When the unfinished connection queue is full, Listener blocked no longer receives new connection requests, And passselect()/poll() Wait for two queues to trigger writable events. When the completed connection queue is full, The listener will not receive new connection requests, meanwhile, The action that is preparing to move into the completed connection queue is blocked. stayLinux
2.2 before,listen() Function has abacklog Parameters, Used to set the maximum total length of these two queues( There's actually only one queue, But there are two states, See below." Little knowledge"), fromLinux
2.2 start, This parameter only indicates the completed queue(accept
queue) Maximum length of, and/proc/sys/net/ipv4/tcp_max_syn_backlog Used to set the unfinished queue(syn queue/syn
backlog) Maximum length of./proc/sys/net/core/somaxconn Hard limit the maximum length of completed queues, Default is128, Ifbacklog Parameter greater thansomaxconn, bebacklog Will be truncated to this hard limit.
When a connection in the queue is completedaccept() after, ExpressTCP Connection established, This connection will use its ownsocket buffer Data transmission with client
. thissocket buffer And monitoring socketsocket buffer It's all for storageTCP collect, Data sent, But their meaning is no longer the same: Listening on socketsocket
buffer admit of only interpretationTCP During connection requestsyn andack data; Just establishedTCP Connectedsocket
buffer The main stored content is transmitted at both ends" formal" data, For example, response data built by the server, Client initiatedHttp Request data.
Little knowledge: two typesTCP socket Actually, There are two different types ofTCP Socket implementation.
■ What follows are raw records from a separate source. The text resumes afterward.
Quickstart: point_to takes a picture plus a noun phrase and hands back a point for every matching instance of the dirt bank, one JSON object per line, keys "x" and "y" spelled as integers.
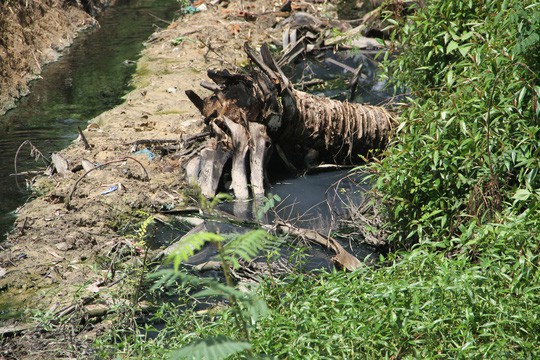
{"x": 33, "y": 33}
{"x": 53, "y": 251}
{"x": 58, "y": 254}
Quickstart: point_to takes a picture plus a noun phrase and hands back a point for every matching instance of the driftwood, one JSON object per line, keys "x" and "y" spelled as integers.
{"x": 342, "y": 259}
{"x": 250, "y": 115}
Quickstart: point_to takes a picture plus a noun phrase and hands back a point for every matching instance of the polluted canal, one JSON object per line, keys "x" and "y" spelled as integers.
{"x": 90, "y": 78}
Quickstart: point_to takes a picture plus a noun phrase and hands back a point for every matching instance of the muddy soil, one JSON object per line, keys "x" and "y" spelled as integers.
{"x": 33, "y": 33}
{"x": 49, "y": 260}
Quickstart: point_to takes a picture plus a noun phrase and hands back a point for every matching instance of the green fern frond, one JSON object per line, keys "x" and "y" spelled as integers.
{"x": 247, "y": 246}
{"x": 211, "y": 348}
{"x": 190, "y": 244}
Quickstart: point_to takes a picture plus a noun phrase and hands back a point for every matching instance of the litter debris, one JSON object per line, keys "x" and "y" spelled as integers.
{"x": 110, "y": 190}
{"x": 151, "y": 156}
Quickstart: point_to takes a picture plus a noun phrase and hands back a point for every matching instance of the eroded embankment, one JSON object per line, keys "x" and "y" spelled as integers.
{"x": 51, "y": 252}
{"x": 33, "y": 33}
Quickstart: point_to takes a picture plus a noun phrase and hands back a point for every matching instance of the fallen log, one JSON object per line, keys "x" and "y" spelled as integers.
{"x": 249, "y": 115}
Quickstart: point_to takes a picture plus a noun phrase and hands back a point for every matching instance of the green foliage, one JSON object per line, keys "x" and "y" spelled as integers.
{"x": 470, "y": 134}
{"x": 269, "y": 202}
{"x": 211, "y": 348}
{"x": 189, "y": 245}
{"x": 247, "y": 308}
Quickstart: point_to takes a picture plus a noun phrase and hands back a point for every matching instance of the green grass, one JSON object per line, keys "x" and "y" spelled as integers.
{"x": 459, "y": 188}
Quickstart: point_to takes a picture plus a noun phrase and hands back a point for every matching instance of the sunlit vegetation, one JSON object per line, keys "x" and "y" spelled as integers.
{"x": 460, "y": 190}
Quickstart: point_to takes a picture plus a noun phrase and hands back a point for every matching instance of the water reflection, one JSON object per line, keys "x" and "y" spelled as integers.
{"x": 91, "y": 77}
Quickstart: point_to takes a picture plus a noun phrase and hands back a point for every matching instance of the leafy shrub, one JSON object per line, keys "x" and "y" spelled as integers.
{"x": 470, "y": 134}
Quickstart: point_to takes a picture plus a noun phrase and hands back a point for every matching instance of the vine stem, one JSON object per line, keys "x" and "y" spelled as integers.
{"x": 146, "y": 177}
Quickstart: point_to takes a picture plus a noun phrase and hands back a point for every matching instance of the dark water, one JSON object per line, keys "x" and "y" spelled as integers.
{"x": 90, "y": 78}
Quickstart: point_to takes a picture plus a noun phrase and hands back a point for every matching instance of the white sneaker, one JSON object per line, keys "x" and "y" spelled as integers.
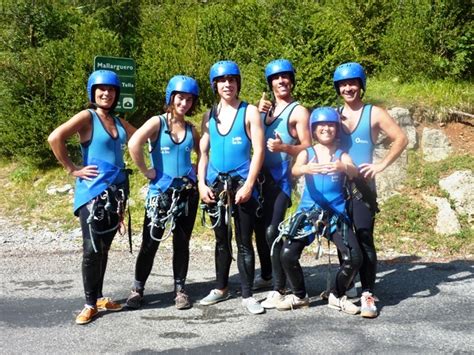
{"x": 214, "y": 297}
{"x": 368, "y": 308}
{"x": 272, "y": 299}
{"x": 292, "y": 302}
{"x": 352, "y": 292}
{"x": 260, "y": 283}
{"x": 252, "y": 305}
{"x": 342, "y": 304}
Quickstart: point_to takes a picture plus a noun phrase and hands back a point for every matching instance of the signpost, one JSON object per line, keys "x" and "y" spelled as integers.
{"x": 125, "y": 69}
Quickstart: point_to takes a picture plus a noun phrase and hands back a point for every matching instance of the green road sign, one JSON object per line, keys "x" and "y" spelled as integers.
{"x": 125, "y": 69}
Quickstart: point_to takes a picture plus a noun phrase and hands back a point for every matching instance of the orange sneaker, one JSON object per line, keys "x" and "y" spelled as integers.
{"x": 87, "y": 314}
{"x": 106, "y": 304}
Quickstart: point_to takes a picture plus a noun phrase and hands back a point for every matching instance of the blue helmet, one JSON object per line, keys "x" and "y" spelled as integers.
{"x": 349, "y": 71}
{"x": 181, "y": 83}
{"x": 103, "y": 77}
{"x": 223, "y": 68}
{"x": 279, "y": 66}
{"x": 324, "y": 115}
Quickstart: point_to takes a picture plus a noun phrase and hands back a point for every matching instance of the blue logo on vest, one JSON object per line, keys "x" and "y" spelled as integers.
{"x": 237, "y": 140}
{"x": 358, "y": 140}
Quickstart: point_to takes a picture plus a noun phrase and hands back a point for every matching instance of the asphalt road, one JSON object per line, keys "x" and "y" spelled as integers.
{"x": 425, "y": 307}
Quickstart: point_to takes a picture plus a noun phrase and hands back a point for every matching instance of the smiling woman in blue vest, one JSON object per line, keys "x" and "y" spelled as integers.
{"x": 101, "y": 182}
{"x": 172, "y": 200}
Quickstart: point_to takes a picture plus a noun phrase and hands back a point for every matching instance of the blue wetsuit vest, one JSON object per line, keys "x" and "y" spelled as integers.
{"x": 324, "y": 191}
{"x": 278, "y": 163}
{"x": 359, "y": 143}
{"x": 229, "y": 153}
{"x": 170, "y": 159}
{"x": 107, "y": 153}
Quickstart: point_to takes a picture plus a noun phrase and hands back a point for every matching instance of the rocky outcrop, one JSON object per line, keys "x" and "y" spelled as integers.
{"x": 460, "y": 187}
{"x": 446, "y": 220}
{"x": 435, "y": 145}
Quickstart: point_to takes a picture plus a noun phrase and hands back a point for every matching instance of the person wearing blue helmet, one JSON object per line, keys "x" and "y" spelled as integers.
{"x": 361, "y": 126}
{"x": 101, "y": 182}
{"x": 285, "y": 122}
{"x": 232, "y": 148}
{"x": 172, "y": 200}
{"x": 321, "y": 211}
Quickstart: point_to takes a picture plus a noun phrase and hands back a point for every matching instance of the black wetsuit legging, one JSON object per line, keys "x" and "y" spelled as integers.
{"x": 244, "y": 222}
{"x": 275, "y": 204}
{"x": 181, "y": 237}
{"x": 351, "y": 257}
{"x": 94, "y": 263}
{"x": 362, "y": 212}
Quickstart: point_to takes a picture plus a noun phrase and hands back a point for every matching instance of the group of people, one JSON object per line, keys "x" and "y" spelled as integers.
{"x": 248, "y": 157}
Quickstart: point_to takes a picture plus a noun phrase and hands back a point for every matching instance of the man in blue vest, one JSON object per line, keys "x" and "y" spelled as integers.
{"x": 361, "y": 125}
{"x": 286, "y": 124}
{"x": 232, "y": 150}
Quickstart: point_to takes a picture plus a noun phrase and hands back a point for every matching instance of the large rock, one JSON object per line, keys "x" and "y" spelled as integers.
{"x": 392, "y": 178}
{"x": 435, "y": 145}
{"x": 401, "y": 116}
{"x": 460, "y": 187}
{"x": 446, "y": 220}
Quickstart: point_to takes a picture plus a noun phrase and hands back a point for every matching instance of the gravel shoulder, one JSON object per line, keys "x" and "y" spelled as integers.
{"x": 424, "y": 306}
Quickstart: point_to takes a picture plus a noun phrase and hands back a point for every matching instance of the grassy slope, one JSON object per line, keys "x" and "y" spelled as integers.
{"x": 405, "y": 224}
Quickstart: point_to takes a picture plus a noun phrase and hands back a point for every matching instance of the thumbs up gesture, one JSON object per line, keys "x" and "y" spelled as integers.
{"x": 275, "y": 144}
{"x": 264, "y": 104}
The two types of queues described above areLinux
2.2 One of the following. There is another kind.(BSD Derivation) Only one queue is used for socket type of, In this single queue3 All connections during handshake, But each connection in the queue has two states:syn-recv andestablished.

Recv-Q andSend-Q Explanation

netstat ImperativeSend-Q andRecv-Q The list showssocket buffer Related content, Below isman netstat Explanation.
Recv-Q Established: The count of bytes not copied by the user program
connected tothis socket. Listening: Since Kernel 2.6.18 this column contains
the current syn backlog. Send-QEstablished: The count of bytes not acknowledged
by the remote host. Listening: Since Kernel 2.6.18 this column contains the
maximum sizeof the syn backlog.
For listening socket,Recv-Q Represents the currentsyn backlog, Piled upsyn Number of messages, That is, the current number of connections in the unfinished queue,Send-Q It means thatsyn
backlog Maximum value, That is to say, the maximum number of connections in the unfinished connection queue;
For establishedtcp Connect,Recv-Q The list showsrecv buffer The size of data not copied by user process in
,Send-Q The list shows that the remote host has not returnedACK Message data size.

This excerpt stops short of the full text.